El Panteón, organización divina a cargo de la regulación de asuntos de dioses y hombres, estaba, como de costumbre, escasa de fondos (hay que considerar que hay un dios para cada aspecto de nuestras vidas, es decir, para el pan, el vino, las computadoras, la política, la economía, la limpieza, entre muchos otros, así que el presupuesto no alcanza para todos), así que sólo pudo conseguirle al dios de la política asientos de tercera clase en el tren a la Tierra.
El tren estaba en malas condiciones. Había pocos pasajeros, de los cuales la mayoría eran inspectores de otros departamentos divinos, enviados a gestionar algún asunto sin importancia. Luego de un viaje de duración desconocida, o mejor dicho, atemporal, el dios llegó por fin al planeta. Se estiró, recogió su maleta y su abrigo de cuero, y bajó del tren. Éste siguió su marcha, dejando tras sí una nube de polvo que hizo toser al dios, poco acostumbrado a ese cuerpo humano, tan incómodo y rechoncho.
Como había olvidado crear también un automóvil para desplazarse, el dios debió hacer el largo camino a pie hasta una ciudad cercana. Como era de esperarse, llegó cansadísimo y sediento. Se detuvo a comprar algún refresco en un restaurante barato.
El mozo que lo atendió, un hombre de mediana edad y cabello entrecano, al ver que era el único cliente en el local, le preguntó, amablemente, luego de traerle el refresco, si quería ver, en el televisor adosado a la pared, el partido de fútbol local, o el noticiero. El dios eligió, obviamente, el noticiero.
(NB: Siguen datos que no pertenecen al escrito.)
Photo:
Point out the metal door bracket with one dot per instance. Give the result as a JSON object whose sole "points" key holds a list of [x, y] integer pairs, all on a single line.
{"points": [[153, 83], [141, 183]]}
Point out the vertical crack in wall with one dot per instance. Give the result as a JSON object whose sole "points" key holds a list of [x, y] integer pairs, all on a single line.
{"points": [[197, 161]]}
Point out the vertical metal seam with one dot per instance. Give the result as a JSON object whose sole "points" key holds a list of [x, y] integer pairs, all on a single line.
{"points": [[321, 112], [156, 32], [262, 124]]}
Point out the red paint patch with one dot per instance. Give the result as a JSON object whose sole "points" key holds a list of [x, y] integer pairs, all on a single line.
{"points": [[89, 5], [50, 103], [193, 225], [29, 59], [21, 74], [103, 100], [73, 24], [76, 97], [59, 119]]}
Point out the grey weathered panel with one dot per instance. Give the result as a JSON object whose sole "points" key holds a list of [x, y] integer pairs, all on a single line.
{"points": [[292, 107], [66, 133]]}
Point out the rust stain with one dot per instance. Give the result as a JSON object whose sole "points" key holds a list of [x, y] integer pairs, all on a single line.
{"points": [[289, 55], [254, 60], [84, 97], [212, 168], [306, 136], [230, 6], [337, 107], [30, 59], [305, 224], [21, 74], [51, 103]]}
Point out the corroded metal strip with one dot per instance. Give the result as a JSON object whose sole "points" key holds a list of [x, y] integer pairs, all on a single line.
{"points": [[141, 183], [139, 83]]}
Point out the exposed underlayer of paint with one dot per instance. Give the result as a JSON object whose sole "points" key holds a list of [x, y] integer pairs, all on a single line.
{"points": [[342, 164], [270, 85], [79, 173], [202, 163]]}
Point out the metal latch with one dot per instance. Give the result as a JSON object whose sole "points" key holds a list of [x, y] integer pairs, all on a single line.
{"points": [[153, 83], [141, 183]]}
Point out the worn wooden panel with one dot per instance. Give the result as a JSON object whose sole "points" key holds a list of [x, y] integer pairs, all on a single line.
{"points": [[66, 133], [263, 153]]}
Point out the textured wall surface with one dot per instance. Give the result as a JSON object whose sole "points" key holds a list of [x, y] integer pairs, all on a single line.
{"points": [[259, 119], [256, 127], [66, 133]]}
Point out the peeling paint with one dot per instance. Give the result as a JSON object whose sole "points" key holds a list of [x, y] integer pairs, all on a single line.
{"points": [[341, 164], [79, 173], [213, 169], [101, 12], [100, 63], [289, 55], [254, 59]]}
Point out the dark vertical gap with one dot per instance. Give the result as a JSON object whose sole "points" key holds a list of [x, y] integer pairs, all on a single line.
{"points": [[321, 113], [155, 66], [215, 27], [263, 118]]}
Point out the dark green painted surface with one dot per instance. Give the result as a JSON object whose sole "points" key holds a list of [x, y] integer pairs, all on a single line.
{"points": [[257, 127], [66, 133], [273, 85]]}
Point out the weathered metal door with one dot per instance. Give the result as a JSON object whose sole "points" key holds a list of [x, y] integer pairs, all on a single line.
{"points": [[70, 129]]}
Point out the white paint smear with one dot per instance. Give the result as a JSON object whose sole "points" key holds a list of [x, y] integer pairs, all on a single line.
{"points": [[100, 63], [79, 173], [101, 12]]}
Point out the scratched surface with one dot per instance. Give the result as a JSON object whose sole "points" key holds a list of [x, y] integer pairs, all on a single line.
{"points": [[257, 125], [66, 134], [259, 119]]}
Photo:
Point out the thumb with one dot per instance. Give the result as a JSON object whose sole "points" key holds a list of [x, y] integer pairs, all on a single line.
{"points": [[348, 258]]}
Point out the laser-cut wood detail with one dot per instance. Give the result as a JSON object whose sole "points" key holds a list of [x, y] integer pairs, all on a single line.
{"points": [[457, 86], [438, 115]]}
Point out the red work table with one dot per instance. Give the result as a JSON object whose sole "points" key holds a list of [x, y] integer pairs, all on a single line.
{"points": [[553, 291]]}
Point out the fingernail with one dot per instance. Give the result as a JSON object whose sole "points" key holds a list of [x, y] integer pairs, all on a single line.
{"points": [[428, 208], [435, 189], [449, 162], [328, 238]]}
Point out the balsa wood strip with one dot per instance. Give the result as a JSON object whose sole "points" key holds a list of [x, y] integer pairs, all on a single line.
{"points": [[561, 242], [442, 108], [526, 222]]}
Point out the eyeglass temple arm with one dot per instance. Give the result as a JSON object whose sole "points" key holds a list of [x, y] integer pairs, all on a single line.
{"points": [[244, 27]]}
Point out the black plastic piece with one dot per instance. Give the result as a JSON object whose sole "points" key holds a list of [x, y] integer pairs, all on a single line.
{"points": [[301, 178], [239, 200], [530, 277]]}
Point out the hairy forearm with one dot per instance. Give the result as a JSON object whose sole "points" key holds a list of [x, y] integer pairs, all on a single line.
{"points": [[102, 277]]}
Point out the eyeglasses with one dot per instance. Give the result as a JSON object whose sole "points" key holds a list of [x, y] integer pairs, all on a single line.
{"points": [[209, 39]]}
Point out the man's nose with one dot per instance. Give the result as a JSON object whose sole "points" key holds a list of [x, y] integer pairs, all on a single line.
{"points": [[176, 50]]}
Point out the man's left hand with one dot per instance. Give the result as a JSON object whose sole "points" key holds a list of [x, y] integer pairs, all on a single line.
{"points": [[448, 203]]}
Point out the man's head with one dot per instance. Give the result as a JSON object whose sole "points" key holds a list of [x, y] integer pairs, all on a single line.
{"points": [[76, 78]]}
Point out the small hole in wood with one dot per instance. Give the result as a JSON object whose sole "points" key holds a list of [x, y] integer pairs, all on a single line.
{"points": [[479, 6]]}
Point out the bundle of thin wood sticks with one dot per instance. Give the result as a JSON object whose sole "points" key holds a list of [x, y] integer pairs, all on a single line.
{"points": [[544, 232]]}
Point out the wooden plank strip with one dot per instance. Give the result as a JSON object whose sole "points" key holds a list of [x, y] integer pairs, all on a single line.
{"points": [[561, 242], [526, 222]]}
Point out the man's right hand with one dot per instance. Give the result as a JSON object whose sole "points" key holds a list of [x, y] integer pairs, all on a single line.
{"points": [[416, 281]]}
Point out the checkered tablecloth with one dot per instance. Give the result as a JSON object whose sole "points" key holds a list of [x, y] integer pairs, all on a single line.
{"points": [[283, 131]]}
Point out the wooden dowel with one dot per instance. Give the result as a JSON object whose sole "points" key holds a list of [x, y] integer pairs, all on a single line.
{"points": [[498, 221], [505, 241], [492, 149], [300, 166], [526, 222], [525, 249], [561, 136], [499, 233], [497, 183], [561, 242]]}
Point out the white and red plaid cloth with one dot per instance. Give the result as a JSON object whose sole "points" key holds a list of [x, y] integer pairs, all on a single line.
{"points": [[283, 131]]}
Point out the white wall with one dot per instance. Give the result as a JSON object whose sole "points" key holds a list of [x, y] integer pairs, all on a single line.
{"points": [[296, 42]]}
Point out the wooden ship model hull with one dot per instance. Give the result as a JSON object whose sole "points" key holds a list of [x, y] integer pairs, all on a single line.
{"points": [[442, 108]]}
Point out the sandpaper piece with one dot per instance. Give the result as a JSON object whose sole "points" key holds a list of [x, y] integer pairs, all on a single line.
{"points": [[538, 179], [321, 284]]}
El programa, un noticiero local, exponía noticias acerca de política. El dios, interesado, pidió al mozo si podía subirle el volumen. Éste, al ver que se interesaba por la política, comenzó una charla con él, acerca del mismo tema, la cual continuó hasta bien entrada la tarde, cuando el dios recordó que el tren de regreso salía en una hora, y si no lo tomaba, debería esperar al otro día para volver a su despacho. Así, pues, se despidió del mozo, y emprendió el viaje de regreso.
Una vez en su despacho, el dios de la política tomó un papel y escribió rápidamente un párrafo, el cual firmó a continuación.
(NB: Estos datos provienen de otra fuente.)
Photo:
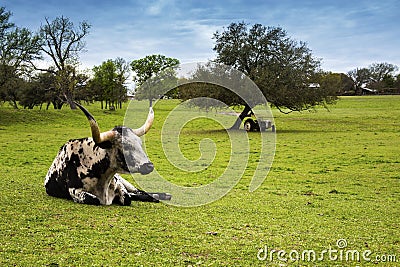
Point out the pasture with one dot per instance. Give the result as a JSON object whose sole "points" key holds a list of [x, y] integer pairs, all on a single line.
{"points": [[334, 186]]}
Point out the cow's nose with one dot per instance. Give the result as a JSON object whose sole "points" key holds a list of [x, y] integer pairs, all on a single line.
{"points": [[146, 168]]}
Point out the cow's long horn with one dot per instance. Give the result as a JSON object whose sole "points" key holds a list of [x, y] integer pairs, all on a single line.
{"points": [[147, 125], [97, 136]]}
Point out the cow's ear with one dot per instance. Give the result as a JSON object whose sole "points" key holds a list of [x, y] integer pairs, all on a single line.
{"points": [[105, 145]]}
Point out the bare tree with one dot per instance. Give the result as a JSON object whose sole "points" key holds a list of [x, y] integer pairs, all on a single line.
{"points": [[63, 42]]}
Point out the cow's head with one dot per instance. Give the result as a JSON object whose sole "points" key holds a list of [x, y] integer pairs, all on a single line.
{"points": [[124, 145]]}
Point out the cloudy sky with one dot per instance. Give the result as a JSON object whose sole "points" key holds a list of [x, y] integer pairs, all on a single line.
{"points": [[344, 34]]}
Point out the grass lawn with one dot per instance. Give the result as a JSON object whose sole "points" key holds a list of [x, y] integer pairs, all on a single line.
{"points": [[333, 189]]}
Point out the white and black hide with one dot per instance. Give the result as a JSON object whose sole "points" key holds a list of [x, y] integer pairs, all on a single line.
{"points": [[86, 170]]}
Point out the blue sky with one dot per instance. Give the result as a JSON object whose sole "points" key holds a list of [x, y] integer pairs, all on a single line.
{"points": [[343, 34]]}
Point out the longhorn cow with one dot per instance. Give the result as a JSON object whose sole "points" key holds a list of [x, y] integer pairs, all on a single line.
{"points": [[86, 170]]}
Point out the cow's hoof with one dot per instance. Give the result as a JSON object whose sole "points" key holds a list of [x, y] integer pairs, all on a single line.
{"points": [[161, 196]]}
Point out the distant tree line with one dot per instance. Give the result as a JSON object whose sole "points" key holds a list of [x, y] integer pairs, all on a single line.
{"points": [[41, 68], [378, 78], [27, 80]]}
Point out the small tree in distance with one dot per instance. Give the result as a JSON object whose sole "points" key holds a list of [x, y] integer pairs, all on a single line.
{"points": [[152, 74]]}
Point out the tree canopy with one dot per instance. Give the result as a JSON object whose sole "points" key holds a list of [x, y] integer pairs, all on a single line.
{"points": [[281, 67], [152, 74]]}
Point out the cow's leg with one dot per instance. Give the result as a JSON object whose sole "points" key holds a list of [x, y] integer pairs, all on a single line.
{"points": [[80, 196], [121, 194], [136, 194]]}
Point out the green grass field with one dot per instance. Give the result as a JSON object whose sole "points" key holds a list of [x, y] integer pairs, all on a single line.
{"points": [[335, 176]]}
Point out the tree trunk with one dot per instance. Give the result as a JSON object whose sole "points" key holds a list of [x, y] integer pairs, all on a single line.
{"points": [[70, 101], [246, 112]]}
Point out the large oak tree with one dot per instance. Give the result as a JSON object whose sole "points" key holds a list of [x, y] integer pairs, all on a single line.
{"points": [[281, 67]]}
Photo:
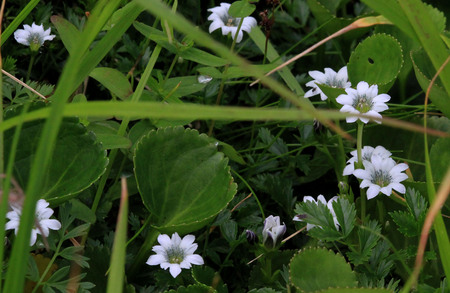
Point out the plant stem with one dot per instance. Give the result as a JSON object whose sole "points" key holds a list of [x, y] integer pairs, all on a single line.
{"points": [[359, 164], [30, 66]]}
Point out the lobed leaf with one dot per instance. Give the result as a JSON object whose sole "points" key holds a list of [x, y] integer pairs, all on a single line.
{"points": [[182, 178], [314, 269]]}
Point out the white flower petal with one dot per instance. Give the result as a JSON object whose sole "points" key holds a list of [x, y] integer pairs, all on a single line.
{"points": [[175, 270]]}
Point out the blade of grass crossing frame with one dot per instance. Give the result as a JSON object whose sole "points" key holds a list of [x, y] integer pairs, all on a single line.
{"points": [[184, 26], [18, 20], [429, 36], [117, 266], [16, 271]]}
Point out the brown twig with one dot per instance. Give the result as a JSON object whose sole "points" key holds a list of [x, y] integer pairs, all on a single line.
{"points": [[23, 84]]}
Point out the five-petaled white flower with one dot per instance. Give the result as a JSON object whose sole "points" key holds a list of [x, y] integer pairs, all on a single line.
{"points": [[43, 214], [382, 175], [363, 100], [367, 152], [329, 78], [329, 204], [222, 19], [33, 36], [273, 232], [175, 253]]}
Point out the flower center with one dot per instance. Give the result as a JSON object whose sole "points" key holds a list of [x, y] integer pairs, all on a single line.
{"points": [[363, 103], [231, 21], [334, 82], [175, 255], [381, 178]]}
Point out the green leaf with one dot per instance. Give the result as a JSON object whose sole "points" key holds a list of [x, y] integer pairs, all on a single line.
{"points": [[355, 290], [191, 53], [113, 80], [199, 288], [376, 60], [406, 223], [77, 231], [272, 55], [417, 205], [229, 230], [77, 161], [183, 180], [106, 133], [80, 211], [117, 265], [345, 214], [440, 158], [368, 237], [393, 11], [429, 36], [314, 269], [241, 9], [319, 215], [424, 73], [68, 33], [410, 223]]}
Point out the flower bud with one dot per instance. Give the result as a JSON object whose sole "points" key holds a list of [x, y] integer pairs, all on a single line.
{"points": [[251, 237], [273, 232]]}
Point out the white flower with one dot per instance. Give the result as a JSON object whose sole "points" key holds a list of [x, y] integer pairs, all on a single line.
{"points": [[43, 214], [221, 19], [382, 175], [363, 100], [273, 231], [175, 253], [329, 78], [329, 204], [367, 152], [33, 36]]}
Llevó el escrito a la sede principal del Panteón. Era un edificio cuadrado y gris, típica arquitectura divina. Las puertas eran de láminas de vidrio transparente. Formó fila hasta que lo atendieron por ventanilla. El dios entregó el papel y presentó su renuncia.
¿Causas? –preguntó la empleada que lo atendía.
–Ya no hay política en la Tierra- dijo. –Sólo hay corrupción.